Menurut Wilk et al. (1995), kemampuan adalah karakteristik stabil yang
berkaitan dengan kemampuan intelektual dan kemampuan fisik seseorang secara
maksimum.
Bandura (1997) dan Maurer (2001) mengemukakan bahwa sumber
keempat dari efikasi diri adalah peningkatan kemampuan fisik dan psikologi. Ketika
kemampuan fisik dan kemampuan mental dalam keadaan baik, maka kondisi tersebut
akan memberikan kontribusi pada efikasi seseorang. Kondisi tersebut juga
meningkatkan efikasi seseorang pada tugas yang menuntut kondisi fisik dan atau
psikologi yang baik. Feltz dan Magyar (1996) menjelaskan bahwa peran olahraga dan
partisipasi aktivitas fisik merupakan sumber yang sangat kuat pada keyakinan efikasi
dan terkait pada perilaku prestasi berikutnya.
12
Gist dan Mitchell (1992) menjelaskan bahwa efikasi diri akan menjadi bahan
pertimbangan atau justifikasi atasan pada kapabilitas kinerja yang disebabkan oleh
asimilasi dan integrasi banyak penentu kinerja. Faktor determinan lokus bagian internal
dan determinan variabilitas tingkat rendah secara keseluruhan ialah variabel
kemampuan intelektual dan kemampuan fisik sebagai sumber yang memengaruhi
efikasi diri pada level individual.
Isu kedua, hasil tinjauan empiris efikasi selama ini masih didominasi pada level
analisis individual, yakni berbentuk efikasi diri.

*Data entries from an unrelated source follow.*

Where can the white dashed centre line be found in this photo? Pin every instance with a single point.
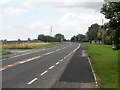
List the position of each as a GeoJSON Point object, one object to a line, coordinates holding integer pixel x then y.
{"type": "Point", "coordinates": [51, 67]}
{"type": "Point", "coordinates": [61, 60]}
{"type": "Point", "coordinates": [32, 81]}
{"type": "Point", "coordinates": [57, 63]}
{"type": "Point", "coordinates": [43, 73]}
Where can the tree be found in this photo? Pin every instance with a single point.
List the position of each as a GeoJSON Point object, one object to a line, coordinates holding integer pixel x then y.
{"type": "Point", "coordinates": [41, 37]}
{"type": "Point", "coordinates": [93, 32]}
{"type": "Point", "coordinates": [60, 36]}
{"type": "Point", "coordinates": [111, 10]}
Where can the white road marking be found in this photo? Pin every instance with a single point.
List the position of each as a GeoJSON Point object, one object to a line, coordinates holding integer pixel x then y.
{"type": "Point", "coordinates": [32, 81]}
{"type": "Point", "coordinates": [61, 60]}
{"type": "Point", "coordinates": [22, 55]}
{"type": "Point", "coordinates": [51, 67]}
{"type": "Point", "coordinates": [2, 69]}
{"type": "Point", "coordinates": [57, 63]}
{"type": "Point", "coordinates": [43, 73]}
{"type": "Point", "coordinates": [64, 57]}
{"type": "Point", "coordinates": [58, 50]}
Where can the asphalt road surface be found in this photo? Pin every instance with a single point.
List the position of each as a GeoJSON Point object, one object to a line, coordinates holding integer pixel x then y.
{"type": "Point", "coordinates": [38, 69]}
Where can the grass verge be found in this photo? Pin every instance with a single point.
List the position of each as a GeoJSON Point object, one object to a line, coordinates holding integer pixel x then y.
{"type": "Point", "coordinates": [27, 46]}
{"type": "Point", "coordinates": [105, 64]}
{"type": "Point", "coordinates": [3, 52]}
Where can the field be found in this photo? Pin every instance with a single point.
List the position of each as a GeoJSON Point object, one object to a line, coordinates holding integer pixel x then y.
{"type": "Point", "coordinates": [105, 64]}
{"type": "Point", "coordinates": [26, 46]}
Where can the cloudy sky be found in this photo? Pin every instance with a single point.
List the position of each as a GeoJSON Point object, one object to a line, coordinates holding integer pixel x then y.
{"type": "Point", "coordinates": [20, 19]}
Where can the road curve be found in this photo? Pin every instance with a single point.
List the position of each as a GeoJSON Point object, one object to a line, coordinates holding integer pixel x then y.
{"type": "Point", "coordinates": [38, 69]}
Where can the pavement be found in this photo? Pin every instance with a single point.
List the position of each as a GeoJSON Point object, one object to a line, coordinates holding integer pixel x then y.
{"type": "Point", "coordinates": [40, 69]}
{"type": "Point", "coordinates": [64, 66]}
{"type": "Point", "coordinates": [78, 73]}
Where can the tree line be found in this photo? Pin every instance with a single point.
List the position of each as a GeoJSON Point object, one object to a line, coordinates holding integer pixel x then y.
{"type": "Point", "coordinates": [57, 38]}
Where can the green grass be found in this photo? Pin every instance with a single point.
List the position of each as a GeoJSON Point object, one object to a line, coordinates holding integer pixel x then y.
{"type": "Point", "coordinates": [105, 64]}
{"type": "Point", "coordinates": [3, 52]}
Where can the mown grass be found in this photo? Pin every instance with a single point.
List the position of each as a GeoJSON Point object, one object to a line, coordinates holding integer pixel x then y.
{"type": "Point", "coordinates": [105, 64]}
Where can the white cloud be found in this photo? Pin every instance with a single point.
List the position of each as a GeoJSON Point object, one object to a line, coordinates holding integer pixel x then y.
{"type": "Point", "coordinates": [4, 2]}
{"type": "Point", "coordinates": [14, 11]}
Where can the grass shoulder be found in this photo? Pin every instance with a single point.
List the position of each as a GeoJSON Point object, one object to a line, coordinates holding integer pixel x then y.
{"type": "Point", "coordinates": [105, 64]}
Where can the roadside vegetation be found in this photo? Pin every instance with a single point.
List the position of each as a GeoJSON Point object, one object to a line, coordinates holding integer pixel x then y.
{"type": "Point", "coordinates": [27, 46]}
{"type": "Point", "coordinates": [105, 64]}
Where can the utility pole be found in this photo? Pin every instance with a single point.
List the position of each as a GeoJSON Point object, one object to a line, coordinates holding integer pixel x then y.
{"type": "Point", "coordinates": [50, 31]}
{"type": "Point", "coordinates": [102, 21]}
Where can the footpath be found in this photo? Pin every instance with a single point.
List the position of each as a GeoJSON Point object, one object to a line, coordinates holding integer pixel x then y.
{"type": "Point", "coordinates": [78, 73]}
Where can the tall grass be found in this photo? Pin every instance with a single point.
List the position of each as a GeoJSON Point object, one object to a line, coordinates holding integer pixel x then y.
{"type": "Point", "coordinates": [23, 45]}
{"type": "Point", "coordinates": [105, 64]}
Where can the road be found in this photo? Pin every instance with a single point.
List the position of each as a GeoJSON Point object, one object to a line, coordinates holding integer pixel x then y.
{"type": "Point", "coordinates": [40, 69]}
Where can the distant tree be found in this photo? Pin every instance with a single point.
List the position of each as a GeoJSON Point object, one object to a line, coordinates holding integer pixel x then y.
{"type": "Point", "coordinates": [5, 40]}
{"type": "Point", "coordinates": [60, 36]}
{"type": "Point", "coordinates": [19, 40]}
{"type": "Point", "coordinates": [93, 32]}
{"type": "Point", "coordinates": [41, 37]}
{"type": "Point", "coordinates": [111, 10]}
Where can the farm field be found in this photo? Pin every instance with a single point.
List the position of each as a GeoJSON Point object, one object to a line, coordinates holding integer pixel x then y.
{"type": "Point", "coordinates": [26, 46]}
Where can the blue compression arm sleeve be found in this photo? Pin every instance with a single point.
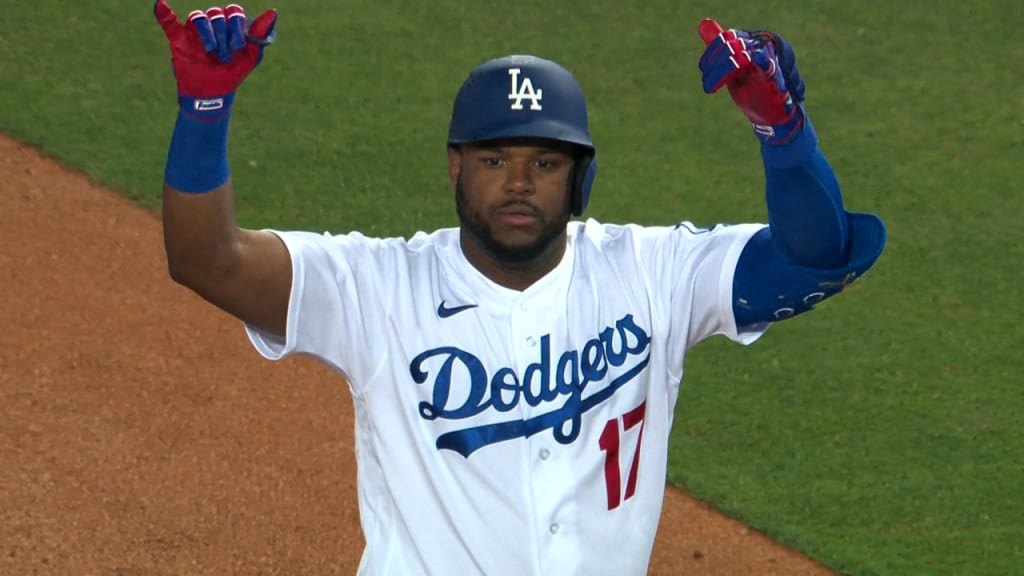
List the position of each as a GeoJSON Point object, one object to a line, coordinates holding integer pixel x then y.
{"type": "Point", "coordinates": [812, 247]}
{"type": "Point", "coordinates": [805, 208]}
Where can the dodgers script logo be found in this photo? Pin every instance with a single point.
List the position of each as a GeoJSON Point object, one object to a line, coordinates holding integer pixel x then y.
{"type": "Point", "coordinates": [523, 91]}
{"type": "Point", "coordinates": [617, 355]}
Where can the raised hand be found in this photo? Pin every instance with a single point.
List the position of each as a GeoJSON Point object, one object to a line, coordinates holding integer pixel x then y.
{"type": "Point", "coordinates": [213, 52]}
{"type": "Point", "coordinates": [759, 69]}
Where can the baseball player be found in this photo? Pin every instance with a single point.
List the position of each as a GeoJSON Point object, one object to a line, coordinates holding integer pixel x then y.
{"type": "Point", "coordinates": [514, 377]}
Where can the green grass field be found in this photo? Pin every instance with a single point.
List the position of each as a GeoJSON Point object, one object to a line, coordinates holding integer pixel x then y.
{"type": "Point", "coordinates": [882, 435]}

Pengujian efikasi pada level analisis
kelompok terbatas dilakukan. Ulke dan Bilgic (2011) menyatakan bahwa hingga saat
ini kelompok kerja menjadi bagian penting dari strategi bisnis. Hal yang mendasari
adalah kelompok lebih unggul dibandingkan dengan individu ketika tugas memerlukan
beberapa keterampilan, penilaian, dan pengalaman yang dibutuh organisasi. Bandura
(1982) menjelaskan bahwa banyak tantangan dan kesulitan yang mencerminkan
permasalahan sebuah kelompok. Maka dari itu, diperlukan upaya kolektif dari sebuah
kelompok yang berkelanjutan untuk menghasilkan perubahan yang berarti dalam
kelompok tersebut. Menurut Gully et al. (2002), efikasi kelompok adalah sebuah
konsep yang relatif baru dalam penelitian kelompok. Namun demikian, terdapat
kelemahan yang perlu diselesaikan sebelum memiliki pemahaman yang lebih akurat
tentang bagaimana keyakinan kolektif bersama oleh anggota kelompok dalam
memengaruhi kinerja mereka.
Isu ketiga, pengujian lintas-level pengaruh efikasi kolektif pada efikasi diri.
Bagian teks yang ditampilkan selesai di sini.